Overusing Tropes Can Be Dangersous

A trope, by definition, is the use of a figurative language. In other words, authors would use a trope to get across a meaning, different than what the literature language would mean. But, within literature, tropes have taken on a new definition. Writers will often hear professionals talking about common tropes as being, reoccurring motifs or cliches within stories. Some of those common tropes we have seen can include (but not limited to):

  • Millionaire hotty heroes
  • Lost loves regained
  • Arranged marriages
  • Unknown baby stories
  • Overheard conversations
  • Ugly duckling stories
  • Marriage of convenience
  • etc.
Unfortunately, for the romance industry, many authors have missed the point when it comes to tropes and doing one of two things.

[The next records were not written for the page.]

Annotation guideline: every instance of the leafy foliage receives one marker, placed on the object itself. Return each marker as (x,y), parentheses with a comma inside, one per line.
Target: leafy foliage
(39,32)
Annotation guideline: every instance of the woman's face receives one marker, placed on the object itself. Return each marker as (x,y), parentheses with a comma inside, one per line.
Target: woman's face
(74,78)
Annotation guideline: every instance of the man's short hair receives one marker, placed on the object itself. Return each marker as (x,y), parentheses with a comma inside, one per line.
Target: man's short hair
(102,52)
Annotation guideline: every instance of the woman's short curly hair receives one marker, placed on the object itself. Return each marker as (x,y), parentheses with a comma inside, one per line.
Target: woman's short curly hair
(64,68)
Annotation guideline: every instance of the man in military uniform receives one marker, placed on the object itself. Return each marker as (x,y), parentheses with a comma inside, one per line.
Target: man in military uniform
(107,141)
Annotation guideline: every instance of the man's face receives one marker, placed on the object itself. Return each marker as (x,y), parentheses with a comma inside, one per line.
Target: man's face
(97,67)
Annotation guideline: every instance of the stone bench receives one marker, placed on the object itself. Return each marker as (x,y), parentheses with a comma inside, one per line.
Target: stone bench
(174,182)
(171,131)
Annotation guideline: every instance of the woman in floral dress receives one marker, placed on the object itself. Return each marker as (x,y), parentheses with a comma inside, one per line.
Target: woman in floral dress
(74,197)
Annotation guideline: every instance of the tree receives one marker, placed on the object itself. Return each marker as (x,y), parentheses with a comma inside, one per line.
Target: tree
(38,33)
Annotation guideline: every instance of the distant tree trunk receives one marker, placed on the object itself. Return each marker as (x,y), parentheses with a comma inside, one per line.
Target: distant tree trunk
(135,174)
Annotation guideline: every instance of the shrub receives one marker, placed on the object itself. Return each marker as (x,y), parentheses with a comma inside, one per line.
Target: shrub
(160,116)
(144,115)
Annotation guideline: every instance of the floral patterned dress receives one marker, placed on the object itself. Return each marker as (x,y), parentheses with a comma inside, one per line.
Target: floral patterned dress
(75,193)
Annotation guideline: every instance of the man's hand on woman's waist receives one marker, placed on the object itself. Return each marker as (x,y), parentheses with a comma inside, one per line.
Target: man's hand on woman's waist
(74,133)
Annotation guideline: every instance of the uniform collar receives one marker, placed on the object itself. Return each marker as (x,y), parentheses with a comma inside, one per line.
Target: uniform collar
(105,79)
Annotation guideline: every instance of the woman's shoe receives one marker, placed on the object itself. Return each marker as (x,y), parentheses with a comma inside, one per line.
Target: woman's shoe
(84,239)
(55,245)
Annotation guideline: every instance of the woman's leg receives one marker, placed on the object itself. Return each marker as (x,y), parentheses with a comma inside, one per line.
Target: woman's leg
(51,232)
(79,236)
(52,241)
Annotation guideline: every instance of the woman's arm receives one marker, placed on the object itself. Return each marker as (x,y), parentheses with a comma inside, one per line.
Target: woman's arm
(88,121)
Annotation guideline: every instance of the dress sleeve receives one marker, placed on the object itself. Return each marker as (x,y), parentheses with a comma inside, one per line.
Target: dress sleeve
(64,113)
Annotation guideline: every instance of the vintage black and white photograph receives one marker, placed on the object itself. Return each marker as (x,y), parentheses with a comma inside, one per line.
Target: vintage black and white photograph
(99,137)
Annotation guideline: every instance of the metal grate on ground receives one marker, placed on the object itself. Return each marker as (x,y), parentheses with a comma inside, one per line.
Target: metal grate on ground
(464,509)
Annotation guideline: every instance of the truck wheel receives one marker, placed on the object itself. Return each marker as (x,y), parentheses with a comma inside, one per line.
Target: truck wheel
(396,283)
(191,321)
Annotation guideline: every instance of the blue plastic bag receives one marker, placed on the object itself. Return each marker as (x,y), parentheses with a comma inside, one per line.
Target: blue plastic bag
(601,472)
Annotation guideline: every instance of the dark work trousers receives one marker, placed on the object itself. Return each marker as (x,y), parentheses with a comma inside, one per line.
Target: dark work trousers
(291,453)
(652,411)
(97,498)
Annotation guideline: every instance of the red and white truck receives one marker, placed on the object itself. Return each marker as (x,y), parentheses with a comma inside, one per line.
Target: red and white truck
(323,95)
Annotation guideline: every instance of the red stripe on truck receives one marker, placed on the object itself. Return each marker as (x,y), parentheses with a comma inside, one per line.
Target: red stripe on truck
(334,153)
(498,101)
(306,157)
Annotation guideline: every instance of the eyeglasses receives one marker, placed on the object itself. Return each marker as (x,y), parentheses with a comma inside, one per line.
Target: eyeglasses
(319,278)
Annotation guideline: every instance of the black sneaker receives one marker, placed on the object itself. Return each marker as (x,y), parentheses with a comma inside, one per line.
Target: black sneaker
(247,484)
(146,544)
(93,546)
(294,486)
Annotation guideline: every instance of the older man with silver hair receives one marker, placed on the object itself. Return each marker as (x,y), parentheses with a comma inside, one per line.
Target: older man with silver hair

Either A) they are assuming the trope is a template to the entire story; or B) believing if one trope is good, more is better.

What writers need to understand is that using a trope is fine, but misusing a trope (or multiple tropes) does result in a story that sounds formulaic. This will also lead to stories that come across sounding very forced and unnatural.

We see this a lot in series romance. Authors have this assumption that a particular series line has to have a plot that is constructed 100% around those tropes. Take, for example, the Harlequin American line. When you read the description, you can see how easily an author can fall into the trap of overusing tropes:

You love small towns and cowboys! Harlequin American Romance stories are heartwarming contemporary tales of everyday women finding love, becoming part of a family or community—or maybe starting a family of her own.

But here is the thing. The real element that makes a story great for the American line is the second part of that description. "...heartwarming contemporary tales of everyday women finding love, becoming part of a family or community - or maybe starting a family..." The comment about the small towns and the cowboys would be the trope elements, but this does not mean it IS the story.

Digging deeper into the submission guideline information further supports that the tropes DO NOT make the story:

  • Central romance is driven by the hero's or heroine's (or both) desire to be a part of a family or community
  • Stories showcase the comforts of home and a sense of place – particularly the charm of small-town America and the ruggedness of western locales
  • Must be set in the USA
  • Western heroes and heroines are very popular – cowboys (ranchers, rodeo riders), law enforcement (sheriffs, deputies, Texas Rangers), etc
  • All stories must feature strong family elements such as pregnancy, young children, blended families, etc
  • Warmhearted stories offer a range of tones, from light humor to drama
  • Level of sensuality is low to moderate
  • Word count of 55,000 means stories must be fast-paced and plot-driven

Stories showcase comforts of home
Strong family elements such as pregnancy, young children...

Please note, there are suggestions of certain tropes (cowboys, ranchers, law-enforcement) but this does not mean you have to incorporate all of these.

When we talk about using tropes, we are basing these ideas around common themes market research is showing that the readers like and gravitate to.

The thing to remember is the trope does not make the story. As seen is this single submission guideline, it is the theme that creates the story. It is the theme and the message that dictates the plot you want to use and the characters that you want to tell that story.